The Register: Hacker research team disputes ‘hack SDMI’ results

“The SDMI (Secure Digital Music Initiative) group has announced,
despite earlier claims to the contrary, that practically all of the
447 entries to the ‘Hack SDMI’ challenge bounced off. This would
mean all in the garden was lovely, if it weren’t for the pesky
Princeton University researchers led by Edward Felten, who stoutly
maintains that SDMI is toast, and says the Princeton team will be
publishing its results by the end of the week.”

“The Princeton team entered the first stage of the challenge,
but declined to move onto phase two. The aim of the challenge had
been to test candidate watermarking and non-watermarking protection
technologies to be used in the distribution of digital music, so a
complete whitewash – as claimed by Salon, a couple of Register
sources and the Princeton team, would have been highly
embarrassing, and would have visibly set back the music industry’s
protection plans some considerable distance.”
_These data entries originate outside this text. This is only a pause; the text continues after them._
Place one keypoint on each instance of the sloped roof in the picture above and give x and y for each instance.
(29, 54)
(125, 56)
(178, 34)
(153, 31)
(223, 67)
Stage two of the challenge, as Princeton points out, was
secretive. Anybody who submitted a likely looking crack at stage
one could move on to two (and had to do so in order to stand a
chance of winning the money), but by doing so would be NDAed into
total obscurity, unable to say a thing about the hack or the
processes. By not playing, Princeton left itself free to publish
results and blow whistles as necessary.